"Broke", cried the Labour advan that toured the vicinity of the SNP conference in Glasgow - referring to the consequences of breaking up the union. But it could scarcely have been less appropriate to the occasion. For the first time in quarter of a century, the SNP ain"t broke.
The Stagecoach boss, Brian Souter, had just donated half a million to the SNP. Topping Tom Farmer's hundred grand, Sir Sean's bequest and countless smaller donations. It takes the nationalist war chest to 1.3 million - its largest ever.
Liberal hackles rose at the thought of the controversial Brian Souter, alleged homophobe, buying a stake in the new nationalist dawn. But they subsided somewhat when it emerged that Bruce Kent, pacifist intellectual and former CND leader, had also endorsed the SNP.
Quite a combination that. Appealing equally to socially conservative Scotland and left wing anti-nuclear Scotland.
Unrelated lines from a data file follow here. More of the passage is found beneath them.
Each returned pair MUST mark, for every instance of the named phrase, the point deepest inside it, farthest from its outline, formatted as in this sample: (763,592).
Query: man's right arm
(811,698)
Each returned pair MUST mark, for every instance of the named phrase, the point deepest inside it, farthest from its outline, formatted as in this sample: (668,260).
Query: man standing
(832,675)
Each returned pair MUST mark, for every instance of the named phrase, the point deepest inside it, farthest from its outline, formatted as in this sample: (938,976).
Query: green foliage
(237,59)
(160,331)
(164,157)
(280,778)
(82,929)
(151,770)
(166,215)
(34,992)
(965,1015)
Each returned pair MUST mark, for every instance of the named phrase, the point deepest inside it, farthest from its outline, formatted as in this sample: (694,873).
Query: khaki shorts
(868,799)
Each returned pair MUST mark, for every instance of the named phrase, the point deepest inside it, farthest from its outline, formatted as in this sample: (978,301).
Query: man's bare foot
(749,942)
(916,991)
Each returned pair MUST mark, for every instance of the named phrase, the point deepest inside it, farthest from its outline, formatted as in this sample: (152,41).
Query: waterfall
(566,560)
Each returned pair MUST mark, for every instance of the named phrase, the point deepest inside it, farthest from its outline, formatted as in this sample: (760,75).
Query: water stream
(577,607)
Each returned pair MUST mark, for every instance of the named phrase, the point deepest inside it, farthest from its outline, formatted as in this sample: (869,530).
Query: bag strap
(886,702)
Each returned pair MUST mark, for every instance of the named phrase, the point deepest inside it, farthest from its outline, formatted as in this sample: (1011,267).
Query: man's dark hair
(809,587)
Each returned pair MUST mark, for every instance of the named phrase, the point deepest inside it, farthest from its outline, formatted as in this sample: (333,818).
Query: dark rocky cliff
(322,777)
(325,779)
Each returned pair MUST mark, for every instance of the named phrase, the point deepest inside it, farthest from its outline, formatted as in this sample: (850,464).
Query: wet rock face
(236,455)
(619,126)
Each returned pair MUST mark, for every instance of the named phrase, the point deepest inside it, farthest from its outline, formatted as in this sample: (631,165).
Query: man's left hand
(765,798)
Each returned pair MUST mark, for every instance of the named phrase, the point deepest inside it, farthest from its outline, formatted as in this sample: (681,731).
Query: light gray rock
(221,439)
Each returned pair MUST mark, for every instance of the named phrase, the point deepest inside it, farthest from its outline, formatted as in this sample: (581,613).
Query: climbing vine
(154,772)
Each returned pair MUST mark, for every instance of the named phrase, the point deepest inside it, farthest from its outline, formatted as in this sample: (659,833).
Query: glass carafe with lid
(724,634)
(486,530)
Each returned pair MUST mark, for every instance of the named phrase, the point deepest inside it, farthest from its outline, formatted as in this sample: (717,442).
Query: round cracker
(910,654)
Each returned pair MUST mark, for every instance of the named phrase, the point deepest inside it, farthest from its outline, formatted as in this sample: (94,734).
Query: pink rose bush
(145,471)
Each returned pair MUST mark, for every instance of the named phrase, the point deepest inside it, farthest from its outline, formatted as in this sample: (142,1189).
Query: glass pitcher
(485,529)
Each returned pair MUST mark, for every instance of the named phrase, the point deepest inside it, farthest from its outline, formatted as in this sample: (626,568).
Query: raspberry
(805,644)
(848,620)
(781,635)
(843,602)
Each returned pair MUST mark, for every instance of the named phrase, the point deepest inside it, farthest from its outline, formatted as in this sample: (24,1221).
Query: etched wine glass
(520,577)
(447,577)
And it isn't the only odd couple in the nationalist camp.
The former boss of the Royal Bank, Sir George Mathewson has been rubbing shoulders, metaphorically at least, with the former leader of Red Clydeside, Jimmy Reid of UCS. Then there is Tory historian Michael Fry and comedian Hardeep Singh Kohli all marching in Alex's army, even if they are hearing rather different tunes.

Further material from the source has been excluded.